演者 森谷 宏光(国立相模原病院・外科)
共同演者 根本 昌之(北里大・外科), 柴田 隆智(北里大・外科), 三重野 浩朗(北里大・外科), 山下 継史(北里大・外科), 片田 夏也(北里大・外科), 桜本 信一(北里大・外科), 菊池 史郎(北里大・外科), 渡邊 昌彦(北里大・外科)

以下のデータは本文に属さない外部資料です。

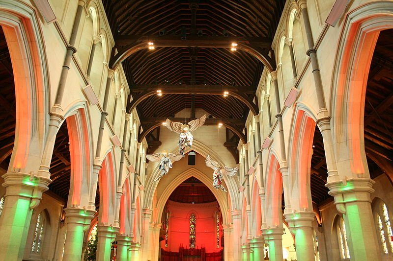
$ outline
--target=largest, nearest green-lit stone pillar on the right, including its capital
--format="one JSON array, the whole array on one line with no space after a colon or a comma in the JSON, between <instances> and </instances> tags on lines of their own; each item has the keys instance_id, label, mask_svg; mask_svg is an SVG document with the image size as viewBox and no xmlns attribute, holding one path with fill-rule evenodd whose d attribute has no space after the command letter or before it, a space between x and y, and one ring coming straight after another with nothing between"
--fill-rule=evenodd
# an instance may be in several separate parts
<instances>
[{"instance_id":1,"label":"largest, nearest green-lit stone pillar on the right, including its capital","mask_svg":"<svg viewBox=\"0 0 393 261\"><path fill-rule=\"evenodd\" d=\"M343 214L351 261L371 261L380 257L371 210L372 185L368 178L328 182L339 213Z\"/></svg>"}]
</instances>

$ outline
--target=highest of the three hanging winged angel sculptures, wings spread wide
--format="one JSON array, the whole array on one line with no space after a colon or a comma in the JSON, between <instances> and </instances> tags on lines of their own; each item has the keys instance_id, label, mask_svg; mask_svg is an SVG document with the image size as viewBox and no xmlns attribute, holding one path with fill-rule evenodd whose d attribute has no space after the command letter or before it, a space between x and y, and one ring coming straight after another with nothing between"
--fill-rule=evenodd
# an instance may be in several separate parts
<instances>
[{"instance_id":1,"label":"highest of the three hanging winged angel sculptures, wings spread wide","mask_svg":"<svg viewBox=\"0 0 393 261\"><path fill-rule=\"evenodd\" d=\"M187 124L183 124L181 122L173 122L170 119L167 119L165 126L169 130L180 134L178 145L179 153L181 155L184 156L184 150L186 149L186 147L189 147L191 149L194 140L194 136L191 134L191 132L202 126L205 123L205 120L206 115L203 115L199 119L191 120Z\"/></svg>"}]
</instances>

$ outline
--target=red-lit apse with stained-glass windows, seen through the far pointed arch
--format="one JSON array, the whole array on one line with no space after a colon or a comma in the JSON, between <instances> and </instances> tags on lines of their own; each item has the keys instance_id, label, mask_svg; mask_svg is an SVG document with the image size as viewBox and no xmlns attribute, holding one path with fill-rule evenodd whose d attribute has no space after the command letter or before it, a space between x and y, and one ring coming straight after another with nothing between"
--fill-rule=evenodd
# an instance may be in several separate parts
<instances>
[{"instance_id":1,"label":"red-lit apse with stained-glass windows, seen through the far pointed arch","mask_svg":"<svg viewBox=\"0 0 393 261\"><path fill-rule=\"evenodd\" d=\"M161 217L160 260L192 258L200 261L223 257L223 222L212 191L192 176L170 194Z\"/></svg>"}]
</instances>

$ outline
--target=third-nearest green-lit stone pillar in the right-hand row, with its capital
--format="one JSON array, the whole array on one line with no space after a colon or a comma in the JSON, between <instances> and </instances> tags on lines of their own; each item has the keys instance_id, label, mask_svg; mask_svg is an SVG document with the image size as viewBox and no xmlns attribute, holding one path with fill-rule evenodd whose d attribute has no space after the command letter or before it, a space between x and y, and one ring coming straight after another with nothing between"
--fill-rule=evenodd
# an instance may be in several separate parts
<instances>
[{"instance_id":1,"label":"third-nearest green-lit stone pillar in the right-hand row, with its capital","mask_svg":"<svg viewBox=\"0 0 393 261\"><path fill-rule=\"evenodd\" d=\"M265 237L265 242L269 244L269 260L282 261L282 234L284 234L284 229L282 227L269 228L263 230L262 234Z\"/></svg>"}]
</instances>

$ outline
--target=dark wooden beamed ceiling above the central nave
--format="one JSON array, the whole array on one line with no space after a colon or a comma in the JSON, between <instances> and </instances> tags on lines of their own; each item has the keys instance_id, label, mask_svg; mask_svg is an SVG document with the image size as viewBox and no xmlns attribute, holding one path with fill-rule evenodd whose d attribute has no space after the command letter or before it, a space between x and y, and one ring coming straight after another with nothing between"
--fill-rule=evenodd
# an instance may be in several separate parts
<instances>
[{"instance_id":1,"label":"dark wooden beamed ceiling above the central nave","mask_svg":"<svg viewBox=\"0 0 393 261\"><path fill-rule=\"evenodd\" d=\"M231 43L239 43L239 49L242 43L251 45L267 57L284 3L285 0L103 0L118 55L130 46L148 41L156 45L154 50L144 46L122 61L133 98L142 96L130 108L136 106L142 122L173 117L191 108L192 112L203 109L214 118L240 119L244 128L250 109L253 114L258 111L253 98L263 64L246 51L231 51ZM112 66L116 59L112 57ZM144 97L147 85L177 85L184 92ZM194 85L206 85L215 95L188 92ZM243 96L239 99L217 95L224 93L225 86L235 86ZM250 88L244 92L241 86ZM155 121L142 128L150 128ZM231 126L232 130L237 127ZM153 143L159 140L156 135L146 138ZM227 141L227 145L232 143ZM236 146L227 148L236 150Z\"/></svg>"}]
</instances>

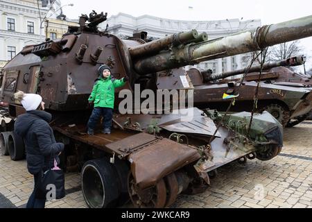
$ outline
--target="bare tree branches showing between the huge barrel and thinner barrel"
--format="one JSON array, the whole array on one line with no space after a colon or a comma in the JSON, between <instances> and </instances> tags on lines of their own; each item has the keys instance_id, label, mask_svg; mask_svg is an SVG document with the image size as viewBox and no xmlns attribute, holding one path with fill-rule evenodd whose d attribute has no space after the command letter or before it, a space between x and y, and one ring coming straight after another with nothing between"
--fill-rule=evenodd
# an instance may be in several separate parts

抄録 (はじめに)本邦の食道癌の多くは、扁平上皮癌(SCC)である。一方、食道類基底細胞癌(BSC)の頻度は切除例の0.9%と稀である。今回我々は当科で切除を行った、BSC症例について検討した。(対象・方法)1986~2011年2月までに当科食道悪性腫瘍手術467例のうち、BSCと診断された5例(1.1%)を対象とし、臨床病理学的事項、治療、予後の検討を行った。(結果)男性:女性 3:2、年齢(中央値)は67~71(70)歳、主占拠部位は全てMtで、肉眼分類は4例が表在癌で、いずれも0-1型を示した。進行癌1例は1型であった。5例中4例の術前診断はSCCで、1例のみBSCと診断された。治療は食道切除が行われ、4例は開胸食道切除で、表在癌の1例のみ鏡視下食道切除が行われた。補助療法は進行癌症例には術前化学療法、表在癌1例で術後放射線治療を行われた。病理組織学的検討は、pT1b 4例、pT3 1例であった。リンパ節転移は、進行癌 1例、表在癌 1例に認めた。リンパ管侵襲(ly)及び静脈侵襲(v)については、表在癌では、ly 2例、v 2例が陽性であり、進行癌症例ではly、vともに高度であった。術後再発は、表在癌の1例及び進行癌の1例に認め、初再発形式はいずれも肺転移であった。表在癌4例中3例は再発を認めていない。このうち2例は手術単独群で、2例とも術後5年以上の長期生存を果たしている。(考察)BSCは、発育形式から術前診断が困難であり、血管侵襲を高度に認めるため血行性転移をきたしやすいとされる。今回の検討でも、術前診断が可能であったものは1例で、肉眼分類は隆起型の形態を示したが、これは粘膜下発育を生じやすいという特徴を反映していると思われた。再発は2例で肺転移を認めた。表在癌4例中3例は再発なく、また2例は長期生存も可能であり、早期であれば手術による治療効果は期待できると思われた。しかし、進行癌では手術のみでは効果不十分であり、その治療法については補助療法を含めて更なる検討が必要であると思われた。